MLB

Yankees must figure out exactly what they have in Gerrit Cole

As the Yankees turn their focus to 2022 and the issues that need to be addressed this offseason, there’s one question that’s especially tricky: What exactly do they have in Gerrit Cole?

The ace started the season looking just as the Yankees had imagined when they signed him to a nine-year, $324 million deal prior to the 2020 season.

Through his first 11 starts (in April and May), Cole had a 1.78 ERA, had struck out 97, walked only nine and allowed just five homers. He was holding opposing hitters to a .530 OPS in 70 ²/₃ innings.

Then, in mid-June, MLB announced it would empower umpires to begin enforcing its regulations against the use of foreign substances (word had begun to spread in early June, when MLB suspended four minor league pitchers for using foreign substances).

Beginning with his start on June 3, when he allowed five runs in five innings against Tampa Bay, Cole finished the year with a jarringly mediocre 19 outings, in which he had a 4.15 ERA, struck out 146, walked 32 and allowed 19 homers. Opposing batters had an OPS of .704 in 110 ²/₃ innings.

Cole capped it off, following a left hamstring injury, with three rough outings in which he allowed 15 runs in 17 ²/₃ innings, before he fell flat in the AL wild-card game in Boston.

Yankees
There remain questions around Gerrit Cole. Getty Images

His outing at Fenway Park, during which he was tagged for two home runs and three runs in just two-plus innings, was as damaging as any aspect of that Yankees loss.

Other factors contributed to that defeat: the underwhelming showing from the offense, Giancarlo Stanton staring at what he thought would be a homer that hit the Green Monster and instead went for just a single, third-base coach Phil Nevin’s the ill-advised decision to wave Aaron Judge around from first base on another Stanton shot off the Monster or less-than-stellar work from the bullpen. Nothing, however, compared to the no-show from the pitcher with the richest contract in major league history.

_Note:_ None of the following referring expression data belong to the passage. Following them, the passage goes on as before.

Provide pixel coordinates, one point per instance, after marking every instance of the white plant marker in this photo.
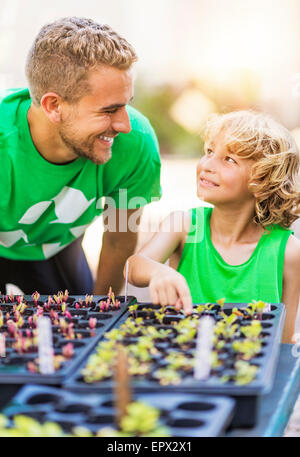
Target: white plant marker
(204, 348)
(267, 308)
(126, 280)
(45, 345)
(2, 345)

Cole turned 31 last month and should be in his prime. The Yankees had better hope that’s the case, since now is when they expect to get the biggest bang for their buck from the right-hander.

But the dropoff in performance following the crackdown on sticky substances is certainly going to be a concern until Cole proves he can be dominant under current conditions.

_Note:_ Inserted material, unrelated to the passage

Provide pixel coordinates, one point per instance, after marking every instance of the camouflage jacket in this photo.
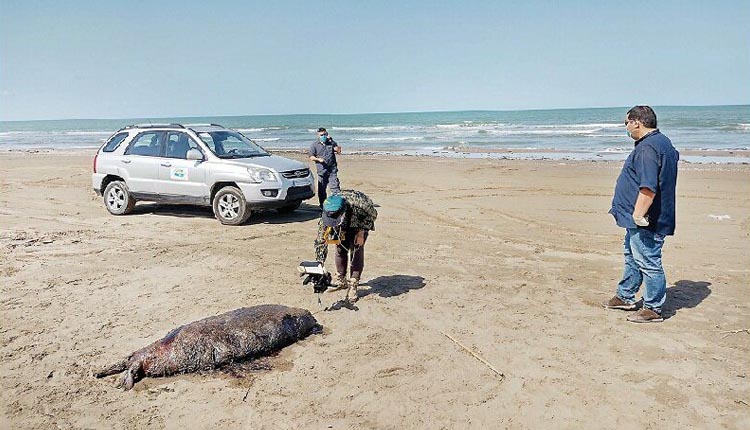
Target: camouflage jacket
(361, 216)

Asked before the wild-card game how he’d coped with the new regulations, Cole said: “Just make the adjustment along the way and I guess not think about it. You know, it is the landscape that we play in, so you’ve just got to go and execute pitches.”

There wasn’t enough of that in the second half of the season, although there were flashes of the old Cole.

A July 10 outing against the Astros was vintage Cole, when he tossed a shutout and whiffed a dozen. He followed that up by striking out 11 and giving up just a run in six innings against the Red Sox.

Yankees
Gerrit Cole Charles Wenzelberg/New York Post

And during a four-start stretch, following a stint on the COVID IL, Cole gave up just a pair of runs in 24 ²/₃ innings, striking out 39 and walking four.

He wasn’t pitching as deep into games as he had earlier in the season, but in the fourth start of that span, Cole was brilliant, striking out 15 — with no walks — while allowing a run in seven innings to the Angels.

Any hopes of building on that were dashed when he was forced out of his next start against the Blue Jays on Sept. 7 with tightness in his left hamstring. The rest of his season was a disappointment.

He finished with 183 ¹/₃ innings pitched — including the wild-card game — which doubled his workload from the COVID-shortened 2020 season.

Cole said the jump in innings didn’t impact his performance and now he and the Yankees have the offseason to try to get him back to his Cy Young form.